Далекая юность
Шрифт:
На крыльцо вышел Карякин. Видно было: человек струхнул; дрожащим голосом он объяснил, что арест произведен по распоряжению губернского комиссара, и арестованных можно выпустить только по его приказанию.
— Ты нам не вкручивай! — кричали ему, — Плевали мы на твоих комиссаров! Освобождай, а то плохо будет.
— Уж если вы желаете… — промямлил он и пошел в здание. Через несколько минут на крыльцо вышли Бедняков, Чухалин и Алешин. Их встретили молчанием: все рассматривали их, будто видели впервые, а потом кто-то облегченно засмеялся
— Качать их, ребята!
Яшка, работая локтями, пытался пробраться к ним, но его отпихивали, толкали, и, когда он очутился рядом с Алешиным, тот, красный, счастливый, взлохмаченный, уже стоял, поправляя выбившуюся рубашку.
А Чухалин, спокойным, привычным движением протирая стекла очков, уже говорил, как всегда, негромко и неторопливо, словно не сотни людей стояли здесь перед ним, а несколько человек сидели в комнате.
— Спасибо вам, товарищи! Спасибо от всей нашей большевистской партии.
Он говорил минут двадцать.
Говорил о большевиках, о предательской роли Временного правительства меньшевиков и эсеров, которые выполняют волю своих и иностранных капиталистов. Толпа затихла и слушала.
Чухалин кончил так:
— Час еще не настал, но он скоро настанет, и рабочий класс будет хозяином своей жизни. А сейчас, товарищи, на работу — и по домам! За нас не бойтесь, больше они не посмеют…

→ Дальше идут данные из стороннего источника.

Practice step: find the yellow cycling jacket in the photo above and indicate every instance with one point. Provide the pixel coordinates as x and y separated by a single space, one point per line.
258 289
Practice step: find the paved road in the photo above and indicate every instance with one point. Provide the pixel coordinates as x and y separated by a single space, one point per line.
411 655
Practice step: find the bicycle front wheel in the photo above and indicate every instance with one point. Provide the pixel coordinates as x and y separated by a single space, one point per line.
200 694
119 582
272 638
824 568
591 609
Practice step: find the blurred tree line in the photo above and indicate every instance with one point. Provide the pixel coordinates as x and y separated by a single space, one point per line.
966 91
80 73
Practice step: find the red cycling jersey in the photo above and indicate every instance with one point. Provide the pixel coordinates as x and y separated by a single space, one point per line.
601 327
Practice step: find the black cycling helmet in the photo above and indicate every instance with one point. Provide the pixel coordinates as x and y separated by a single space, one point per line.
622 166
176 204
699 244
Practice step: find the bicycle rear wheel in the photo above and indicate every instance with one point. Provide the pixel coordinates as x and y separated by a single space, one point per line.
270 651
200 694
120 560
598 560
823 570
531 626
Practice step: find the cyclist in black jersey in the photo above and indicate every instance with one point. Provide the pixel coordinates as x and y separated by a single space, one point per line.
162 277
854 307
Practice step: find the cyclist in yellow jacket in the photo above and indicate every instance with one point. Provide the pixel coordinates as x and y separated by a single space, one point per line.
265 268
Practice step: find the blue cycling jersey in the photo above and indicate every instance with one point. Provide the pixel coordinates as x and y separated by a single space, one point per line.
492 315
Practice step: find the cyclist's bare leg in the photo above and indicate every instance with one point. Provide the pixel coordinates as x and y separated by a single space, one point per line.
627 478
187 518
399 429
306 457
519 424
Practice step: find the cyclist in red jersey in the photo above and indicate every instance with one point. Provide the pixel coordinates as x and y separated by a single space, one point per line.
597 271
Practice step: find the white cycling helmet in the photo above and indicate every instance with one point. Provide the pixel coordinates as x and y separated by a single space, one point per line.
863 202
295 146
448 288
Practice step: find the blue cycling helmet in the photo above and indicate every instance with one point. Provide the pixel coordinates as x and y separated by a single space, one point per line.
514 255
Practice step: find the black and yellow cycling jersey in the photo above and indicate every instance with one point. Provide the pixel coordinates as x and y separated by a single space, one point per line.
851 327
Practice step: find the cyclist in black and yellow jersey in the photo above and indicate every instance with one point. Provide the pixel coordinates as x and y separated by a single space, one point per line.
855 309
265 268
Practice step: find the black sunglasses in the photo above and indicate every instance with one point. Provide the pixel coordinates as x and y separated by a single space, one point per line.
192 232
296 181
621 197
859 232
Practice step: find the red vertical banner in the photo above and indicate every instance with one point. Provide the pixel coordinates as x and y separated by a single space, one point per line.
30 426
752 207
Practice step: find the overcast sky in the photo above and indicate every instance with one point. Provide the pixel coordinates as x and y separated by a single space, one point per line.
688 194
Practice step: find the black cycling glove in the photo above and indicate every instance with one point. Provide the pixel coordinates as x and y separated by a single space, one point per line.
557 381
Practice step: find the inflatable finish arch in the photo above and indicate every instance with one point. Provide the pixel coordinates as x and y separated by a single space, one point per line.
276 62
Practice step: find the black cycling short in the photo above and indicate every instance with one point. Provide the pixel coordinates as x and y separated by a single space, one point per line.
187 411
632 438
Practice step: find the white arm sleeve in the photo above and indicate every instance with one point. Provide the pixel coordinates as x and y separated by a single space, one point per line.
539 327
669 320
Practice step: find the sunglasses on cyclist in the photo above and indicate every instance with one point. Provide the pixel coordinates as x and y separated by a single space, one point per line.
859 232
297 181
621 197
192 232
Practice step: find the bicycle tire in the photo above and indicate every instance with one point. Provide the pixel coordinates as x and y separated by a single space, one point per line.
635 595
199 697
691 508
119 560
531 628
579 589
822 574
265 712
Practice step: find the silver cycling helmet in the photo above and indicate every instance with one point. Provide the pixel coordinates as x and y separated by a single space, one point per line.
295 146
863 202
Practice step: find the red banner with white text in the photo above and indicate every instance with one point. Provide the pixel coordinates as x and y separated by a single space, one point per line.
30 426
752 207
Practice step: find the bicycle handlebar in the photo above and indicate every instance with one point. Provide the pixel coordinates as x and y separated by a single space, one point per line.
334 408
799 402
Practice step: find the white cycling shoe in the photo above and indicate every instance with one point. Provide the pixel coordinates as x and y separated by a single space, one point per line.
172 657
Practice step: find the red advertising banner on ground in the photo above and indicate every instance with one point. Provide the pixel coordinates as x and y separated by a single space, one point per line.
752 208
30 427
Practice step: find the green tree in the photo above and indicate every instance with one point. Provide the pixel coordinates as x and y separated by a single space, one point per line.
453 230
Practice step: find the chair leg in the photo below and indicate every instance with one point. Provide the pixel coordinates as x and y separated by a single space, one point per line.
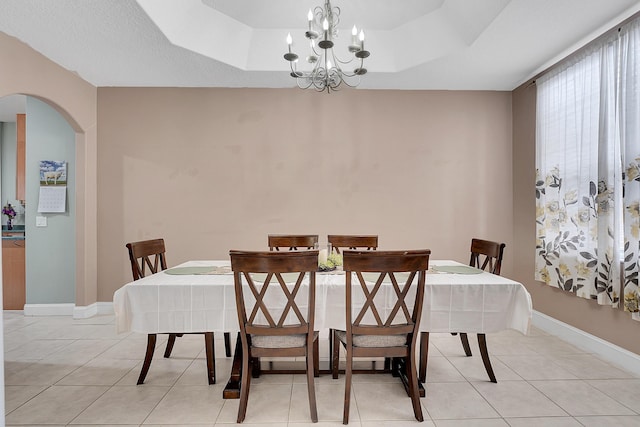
211 357
347 385
316 357
482 343
331 344
412 376
227 344
256 369
244 385
465 343
312 367
170 343
335 357
424 354
151 346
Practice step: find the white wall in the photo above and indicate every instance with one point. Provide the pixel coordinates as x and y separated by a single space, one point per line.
8 146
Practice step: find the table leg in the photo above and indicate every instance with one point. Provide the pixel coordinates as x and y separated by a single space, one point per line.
232 389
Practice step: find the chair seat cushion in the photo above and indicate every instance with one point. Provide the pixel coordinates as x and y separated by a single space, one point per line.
374 340
280 341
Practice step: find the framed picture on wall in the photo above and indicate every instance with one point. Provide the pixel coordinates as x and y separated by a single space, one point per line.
53 172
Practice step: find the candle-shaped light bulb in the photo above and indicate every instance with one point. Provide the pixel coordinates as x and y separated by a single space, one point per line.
289 41
325 27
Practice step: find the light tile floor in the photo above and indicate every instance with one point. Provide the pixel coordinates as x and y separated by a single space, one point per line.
60 371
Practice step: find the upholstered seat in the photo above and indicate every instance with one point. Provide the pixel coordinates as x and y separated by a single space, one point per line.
374 340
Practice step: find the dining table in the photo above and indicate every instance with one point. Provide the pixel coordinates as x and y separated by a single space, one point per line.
199 296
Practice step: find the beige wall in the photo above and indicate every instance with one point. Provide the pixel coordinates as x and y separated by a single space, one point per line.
612 325
217 169
25 71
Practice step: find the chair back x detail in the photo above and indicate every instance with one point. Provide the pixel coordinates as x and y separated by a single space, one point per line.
292 242
486 255
352 242
146 254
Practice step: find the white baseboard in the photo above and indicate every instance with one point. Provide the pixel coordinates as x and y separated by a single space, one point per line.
49 309
613 354
78 312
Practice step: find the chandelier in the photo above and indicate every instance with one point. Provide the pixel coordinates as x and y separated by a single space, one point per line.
327 72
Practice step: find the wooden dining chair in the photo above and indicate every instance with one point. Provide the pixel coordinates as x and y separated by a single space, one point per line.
269 326
391 283
149 256
485 255
344 241
292 242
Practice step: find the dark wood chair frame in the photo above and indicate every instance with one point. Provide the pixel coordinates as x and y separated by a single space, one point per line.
274 264
386 263
292 241
485 255
150 256
353 242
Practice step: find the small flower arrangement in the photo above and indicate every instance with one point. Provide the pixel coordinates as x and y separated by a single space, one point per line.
333 261
9 211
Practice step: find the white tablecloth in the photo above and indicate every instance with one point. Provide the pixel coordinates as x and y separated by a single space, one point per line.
475 303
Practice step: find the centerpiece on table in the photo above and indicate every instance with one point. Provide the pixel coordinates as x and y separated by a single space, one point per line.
10 213
329 262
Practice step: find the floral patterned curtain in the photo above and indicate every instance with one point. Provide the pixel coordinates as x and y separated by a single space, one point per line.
588 181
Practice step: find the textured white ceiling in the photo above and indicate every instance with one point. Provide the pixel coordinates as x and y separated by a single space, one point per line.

Домой они шли втроем: Чухалин, Алешин и Яшка. Но, не доходя до улицы, Чухалин остановился и, положив руку на плечо Яшке, спросил:
— Дело одно сделаешь? Совсем не героическое…
— Сделаю.
— На тебе ключ. Придешь ко мне в дом, собери пару рубашек, мыло, полотенце, сапоги захвати. А встретимся мы с тобой завтра… Где железнодорожный седьмой знак, знаешь? Ну, вот и все.
Он пошел в сторону, не оборачиваясь.
— Куда это он? — тихо спросил Яшка у Алешина. Тот не ответил. Он долго смотрел вслед уходящему Чухалину, а потом так же тихо сказал:
— Зайди ко мне. Тоже соберите с Клавой, что самое нужное. Пусть Клава пойдет с тобой.
Он ушел в другую сторону, Яшка сначала оторопело глядел на его широкую, немного сутулую спину, а потом, догнав, дотронулся до рукава:
— Дядя Павел… Вы уходите? Насовсем?
Алешин обернулся, На Яшку глядели грустные, глубокие синие глаза с черной каемочкой вокруг зрачка.
— Насовсем? Нет, брат, не насовсем… Мы скоро придем, Яшка.
11. Видение
К железнодорожному знаку Яшка пришел с Клавой. Они миновали последние бараки, и прямо перед ними, сливаясь вдали в узкую серебристую полоску, легла железная дорога. Ребята шли по шпалам, мелко и непривычно семеня, а потом спрыгнули на песчаную насыпь; идти было трудно, крупный песок больно колол ноги.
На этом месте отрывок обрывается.